Unlike clustering or dimensionality reduction, anomaly detection does not group points — it separates the standard from the strange. Because anomalies are rare and often unlabelled, most practical methods are unsupervised.

6.3.3.1. The Core Idea#

The unifying principle across almost all anomaly detection methods is:

Normal points live in dense, well-connected regions of the feature space. Anomalies are isolated, sparse, or geometrically extreme.

Methods differ in how they measure “isolation”:

Method	How it measures isolation
Z-Score / IQR	Distance from the mean / median in standard deviation units
Isolation Forest	Anomalies are easier to isolate with random cuts in the feature space
Local Outlier Factor (LOF)	A point’s density compared to its neighbours

6.3.3.2. Isolation Forest#

Isolation Forest is the most practical general-purpose algorithm for tabular data. The core insight is counterintuitive: anomalies are easier to isolate than normal points.

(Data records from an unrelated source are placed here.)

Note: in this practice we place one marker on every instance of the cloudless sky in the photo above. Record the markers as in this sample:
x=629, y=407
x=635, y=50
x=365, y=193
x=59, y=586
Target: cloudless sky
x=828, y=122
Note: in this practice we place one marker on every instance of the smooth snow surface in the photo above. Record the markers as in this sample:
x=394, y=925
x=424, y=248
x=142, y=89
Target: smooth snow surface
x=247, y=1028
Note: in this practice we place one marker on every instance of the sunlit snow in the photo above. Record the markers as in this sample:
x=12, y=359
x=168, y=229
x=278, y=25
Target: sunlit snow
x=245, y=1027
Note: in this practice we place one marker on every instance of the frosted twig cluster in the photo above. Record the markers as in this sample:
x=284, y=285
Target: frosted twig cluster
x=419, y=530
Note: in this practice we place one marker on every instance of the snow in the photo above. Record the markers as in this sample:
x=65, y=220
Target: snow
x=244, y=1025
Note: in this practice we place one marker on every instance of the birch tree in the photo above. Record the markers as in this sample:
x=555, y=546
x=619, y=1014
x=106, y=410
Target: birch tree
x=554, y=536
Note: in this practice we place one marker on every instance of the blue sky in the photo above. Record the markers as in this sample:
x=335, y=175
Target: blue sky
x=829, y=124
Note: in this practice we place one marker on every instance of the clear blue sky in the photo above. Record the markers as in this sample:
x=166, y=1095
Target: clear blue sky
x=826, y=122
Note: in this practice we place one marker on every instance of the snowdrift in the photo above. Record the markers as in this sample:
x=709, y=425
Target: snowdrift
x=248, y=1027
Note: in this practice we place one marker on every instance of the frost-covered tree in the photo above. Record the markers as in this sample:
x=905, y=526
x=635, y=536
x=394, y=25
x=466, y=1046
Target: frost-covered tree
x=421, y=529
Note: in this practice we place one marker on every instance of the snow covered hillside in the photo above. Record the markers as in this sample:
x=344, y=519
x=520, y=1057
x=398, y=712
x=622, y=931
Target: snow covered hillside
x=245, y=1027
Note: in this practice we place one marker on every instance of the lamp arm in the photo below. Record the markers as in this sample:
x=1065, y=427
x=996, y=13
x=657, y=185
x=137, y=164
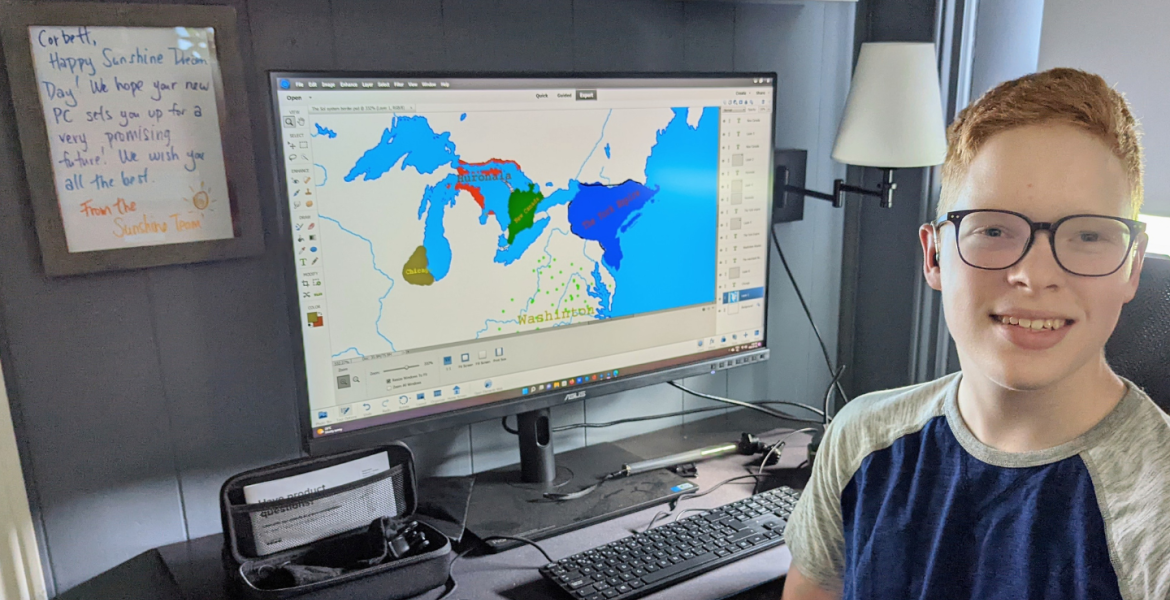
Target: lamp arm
x=885, y=190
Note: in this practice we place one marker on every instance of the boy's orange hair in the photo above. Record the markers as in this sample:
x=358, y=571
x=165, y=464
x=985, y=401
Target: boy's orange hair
x=1067, y=96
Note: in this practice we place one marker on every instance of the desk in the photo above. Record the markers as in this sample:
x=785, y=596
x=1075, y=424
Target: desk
x=513, y=574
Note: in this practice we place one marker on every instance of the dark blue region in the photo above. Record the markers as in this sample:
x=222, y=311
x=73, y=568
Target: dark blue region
x=600, y=291
x=598, y=212
x=411, y=140
x=924, y=519
x=324, y=131
x=668, y=247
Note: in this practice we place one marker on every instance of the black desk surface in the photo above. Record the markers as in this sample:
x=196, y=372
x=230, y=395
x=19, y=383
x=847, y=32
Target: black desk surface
x=513, y=574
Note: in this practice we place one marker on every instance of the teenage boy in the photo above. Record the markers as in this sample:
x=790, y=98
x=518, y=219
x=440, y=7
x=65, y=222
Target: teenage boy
x=1036, y=473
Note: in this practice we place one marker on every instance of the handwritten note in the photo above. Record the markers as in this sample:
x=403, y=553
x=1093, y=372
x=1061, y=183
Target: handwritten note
x=135, y=133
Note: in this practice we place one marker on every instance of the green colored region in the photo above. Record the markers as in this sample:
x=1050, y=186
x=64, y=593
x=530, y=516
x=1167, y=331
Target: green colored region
x=415, y=270
x=522, y=208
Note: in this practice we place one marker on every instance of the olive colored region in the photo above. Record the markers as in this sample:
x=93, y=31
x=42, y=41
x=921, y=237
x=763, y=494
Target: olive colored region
x=415, y=271
x=522, y=209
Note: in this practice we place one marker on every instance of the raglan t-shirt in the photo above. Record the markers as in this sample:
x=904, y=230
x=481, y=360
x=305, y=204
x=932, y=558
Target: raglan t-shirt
x=906, y=503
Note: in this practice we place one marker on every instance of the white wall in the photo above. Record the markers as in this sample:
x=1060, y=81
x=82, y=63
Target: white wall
x=1006, y=42
x=1126, y=42
x=20, y=561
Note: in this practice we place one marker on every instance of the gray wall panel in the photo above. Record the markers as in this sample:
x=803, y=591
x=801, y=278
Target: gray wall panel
x=627, y=35
x=389, y=35
x=708, y=36
x=508, y=35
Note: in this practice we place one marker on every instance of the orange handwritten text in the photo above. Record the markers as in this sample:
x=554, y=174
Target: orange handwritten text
x=138, y=227
x=121, y=206
x=185, y=226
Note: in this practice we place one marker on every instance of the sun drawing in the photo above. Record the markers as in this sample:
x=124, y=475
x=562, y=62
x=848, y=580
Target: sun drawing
x=200, y=199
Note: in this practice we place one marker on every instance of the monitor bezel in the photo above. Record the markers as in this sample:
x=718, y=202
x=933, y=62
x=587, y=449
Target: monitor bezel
x=373, y=435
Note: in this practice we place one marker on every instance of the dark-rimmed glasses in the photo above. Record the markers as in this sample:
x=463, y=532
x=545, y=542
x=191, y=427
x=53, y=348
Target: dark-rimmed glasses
x=1086, y=245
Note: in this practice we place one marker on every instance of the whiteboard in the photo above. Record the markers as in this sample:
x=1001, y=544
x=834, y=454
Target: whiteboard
x=132, y=116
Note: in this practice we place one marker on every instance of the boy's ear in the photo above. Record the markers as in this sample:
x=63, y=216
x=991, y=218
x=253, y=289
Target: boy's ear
x=930, y=269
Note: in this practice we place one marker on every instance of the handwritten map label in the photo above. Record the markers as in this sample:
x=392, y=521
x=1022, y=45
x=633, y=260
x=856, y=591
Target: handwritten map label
x=135, y=133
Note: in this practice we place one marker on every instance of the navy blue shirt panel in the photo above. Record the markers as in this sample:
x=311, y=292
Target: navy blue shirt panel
x=924, y=519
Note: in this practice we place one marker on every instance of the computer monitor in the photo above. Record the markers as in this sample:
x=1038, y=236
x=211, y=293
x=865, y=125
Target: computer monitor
x=463, y=248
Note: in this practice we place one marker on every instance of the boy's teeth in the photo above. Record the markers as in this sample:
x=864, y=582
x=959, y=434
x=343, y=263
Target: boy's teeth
x=1033, y=324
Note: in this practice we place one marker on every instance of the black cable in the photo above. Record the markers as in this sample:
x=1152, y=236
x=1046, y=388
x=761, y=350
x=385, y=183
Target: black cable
x=523, y=540
x=750, y=405
x=820, y=339
x=565, y=496
x=666, y=415
x=452, y=585
x=696, y=494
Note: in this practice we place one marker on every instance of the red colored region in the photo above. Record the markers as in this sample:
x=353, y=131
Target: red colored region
x=486, y=163
x=474, y=191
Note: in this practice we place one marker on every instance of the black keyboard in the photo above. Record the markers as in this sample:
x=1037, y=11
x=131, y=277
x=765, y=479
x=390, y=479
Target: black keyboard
x=644, y=563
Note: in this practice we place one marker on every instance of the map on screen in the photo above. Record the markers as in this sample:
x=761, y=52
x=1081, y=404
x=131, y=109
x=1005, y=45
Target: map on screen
x=455, y=226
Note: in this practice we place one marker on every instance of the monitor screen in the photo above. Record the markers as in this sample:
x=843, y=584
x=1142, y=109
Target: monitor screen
x=459, y=242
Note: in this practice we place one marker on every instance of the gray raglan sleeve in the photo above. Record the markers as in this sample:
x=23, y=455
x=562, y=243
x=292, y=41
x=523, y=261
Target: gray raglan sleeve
x=814, y=532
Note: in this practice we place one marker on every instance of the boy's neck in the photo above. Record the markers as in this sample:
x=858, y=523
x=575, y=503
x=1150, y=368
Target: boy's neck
x=1023, y=421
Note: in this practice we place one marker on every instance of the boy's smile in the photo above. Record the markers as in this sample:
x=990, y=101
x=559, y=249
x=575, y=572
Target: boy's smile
x=1033, y=324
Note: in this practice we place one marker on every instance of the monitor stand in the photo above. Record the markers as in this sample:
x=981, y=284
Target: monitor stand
x=510, y=502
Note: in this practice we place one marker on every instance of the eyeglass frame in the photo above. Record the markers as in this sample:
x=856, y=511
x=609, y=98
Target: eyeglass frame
x=1136, y=228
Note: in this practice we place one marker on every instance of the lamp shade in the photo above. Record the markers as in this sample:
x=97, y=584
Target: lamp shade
x=894, y=115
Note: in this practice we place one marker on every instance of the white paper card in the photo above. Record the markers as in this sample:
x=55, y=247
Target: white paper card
x=133, y=131
x=311, y=521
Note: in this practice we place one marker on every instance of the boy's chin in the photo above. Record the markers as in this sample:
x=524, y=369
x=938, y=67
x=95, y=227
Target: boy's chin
x=1027, y=376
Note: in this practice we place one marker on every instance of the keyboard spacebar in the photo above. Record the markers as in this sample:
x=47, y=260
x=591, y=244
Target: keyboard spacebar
x=681, y=567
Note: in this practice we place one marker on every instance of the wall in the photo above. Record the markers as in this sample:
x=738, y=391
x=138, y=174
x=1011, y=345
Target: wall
x=1006, y=42
x=1126, y=42
x=137, y=393
x=21, y=577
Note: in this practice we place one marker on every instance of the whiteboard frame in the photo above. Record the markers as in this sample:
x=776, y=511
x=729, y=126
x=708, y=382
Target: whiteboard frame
x=239, y=156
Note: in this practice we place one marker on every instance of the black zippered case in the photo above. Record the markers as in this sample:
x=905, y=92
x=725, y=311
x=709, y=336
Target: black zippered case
x=252, y=572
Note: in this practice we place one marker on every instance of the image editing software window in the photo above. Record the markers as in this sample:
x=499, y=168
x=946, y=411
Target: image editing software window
x=465, y=241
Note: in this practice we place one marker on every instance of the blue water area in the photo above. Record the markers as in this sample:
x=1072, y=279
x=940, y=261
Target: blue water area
x=324, y=131
x=436, y=199
x=669, y=246
x=600, y=291
x=508, y=254
x=561, y=197
x=598, y=212
x=411, y=140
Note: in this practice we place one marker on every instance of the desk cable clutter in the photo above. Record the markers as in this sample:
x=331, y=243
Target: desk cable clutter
x=337, y=526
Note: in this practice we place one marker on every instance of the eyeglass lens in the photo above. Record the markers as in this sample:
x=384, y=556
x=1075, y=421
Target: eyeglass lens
x=1082, y=245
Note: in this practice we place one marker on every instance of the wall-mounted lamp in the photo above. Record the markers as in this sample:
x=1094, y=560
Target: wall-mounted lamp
x=893, y=119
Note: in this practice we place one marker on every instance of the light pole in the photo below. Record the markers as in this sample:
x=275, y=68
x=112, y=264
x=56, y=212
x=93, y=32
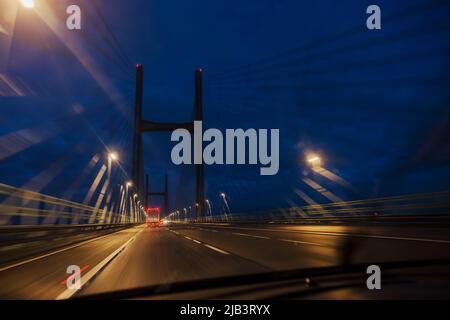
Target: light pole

Build a random tree by repeatedly choosing a random feature and a random split value. Normal points, hidden deep in dense regions, require many splits to be isolated. Anomalies, being extreme or sparse, get isolated in just a few splits.

The anomaly score is the average depth across many trees:

\[s(\mathbf{x}, n) = 2^{-\frac{\mathbb{E}[h(\mathbf{x})]}{c(n)}}\]

where \(h(\mathbf{x})\) is the average isolation path length and \(c(n)\) is the expected path length for a random point in a dataset of size \(n\). A score near 1 indicates a likely anomaly; a score near 0.5 indicates normality.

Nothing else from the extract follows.